In 1809, her alleged affair with her singing teacher, Swiss-born singer and composer Édouard Du Puy, led to her removal from the court. For this reason, her husband divorced her in 1810, banished her from court, sent her into internal exile, and prohibited her from ever seeing her son again.

After her divorce, Charlotte Frederica spent the next years of her life in a palace in Horsens, in Jutland and partly in Aarhus, where she cultivated social circles among the local bourgeoisie and had affairs with officers.

===Later life===
In 1829 she moved from Denmark to Karlsbad under the name "Mrs. von Gothen." In 1830 she traveled to Italy, finally settling in Rome and later converted to the Catholic faith.
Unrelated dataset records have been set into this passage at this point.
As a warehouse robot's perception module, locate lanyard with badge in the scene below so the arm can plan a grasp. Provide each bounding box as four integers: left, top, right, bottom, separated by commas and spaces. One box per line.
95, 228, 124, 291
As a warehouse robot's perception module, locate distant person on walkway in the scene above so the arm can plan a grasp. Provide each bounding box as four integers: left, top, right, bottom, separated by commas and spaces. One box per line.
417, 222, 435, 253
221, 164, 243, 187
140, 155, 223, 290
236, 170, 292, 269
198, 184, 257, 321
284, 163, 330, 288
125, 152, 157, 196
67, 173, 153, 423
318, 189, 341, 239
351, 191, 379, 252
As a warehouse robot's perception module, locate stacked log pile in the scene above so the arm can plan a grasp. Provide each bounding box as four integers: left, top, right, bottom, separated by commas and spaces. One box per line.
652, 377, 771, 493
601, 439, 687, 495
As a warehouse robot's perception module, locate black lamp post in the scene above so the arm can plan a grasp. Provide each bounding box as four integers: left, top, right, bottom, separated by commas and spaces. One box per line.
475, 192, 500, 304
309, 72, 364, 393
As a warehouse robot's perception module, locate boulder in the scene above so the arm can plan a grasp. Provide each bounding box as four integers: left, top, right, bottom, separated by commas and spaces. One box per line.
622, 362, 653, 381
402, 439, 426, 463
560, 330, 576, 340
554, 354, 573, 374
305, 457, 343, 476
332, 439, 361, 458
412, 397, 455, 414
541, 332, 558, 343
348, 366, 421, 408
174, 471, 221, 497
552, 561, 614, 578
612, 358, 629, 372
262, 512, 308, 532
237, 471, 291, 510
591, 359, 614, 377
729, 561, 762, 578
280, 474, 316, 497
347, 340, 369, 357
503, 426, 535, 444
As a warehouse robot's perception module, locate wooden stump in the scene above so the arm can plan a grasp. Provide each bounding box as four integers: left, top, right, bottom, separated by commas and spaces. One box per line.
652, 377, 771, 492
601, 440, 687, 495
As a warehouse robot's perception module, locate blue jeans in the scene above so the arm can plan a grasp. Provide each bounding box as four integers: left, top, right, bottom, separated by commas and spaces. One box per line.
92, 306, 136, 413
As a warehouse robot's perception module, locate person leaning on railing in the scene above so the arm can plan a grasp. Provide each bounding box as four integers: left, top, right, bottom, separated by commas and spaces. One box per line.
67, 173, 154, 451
Charlotte Frederica died in Rome in 1840. Her death was described as a relief to the court in Copenhagen as she dreamed of someday returning as the King's mother. Frederik VII, who was only one year old when she had to leave him, showed great reverence towards the memory of his late mother: he collected portraits of her in his rooms at Jægerspris Castle, and when he visited Horsens in September 1857 he officially thanked the city "for the love and kindness that was shown to her."

She was alleged to have been buried in the Teutonic Cemetery in Vatican City. Her tomb was opened on 11 July 2019 due to investigations related to the disappearance of Emanuela Orlandi, but was found to be empty.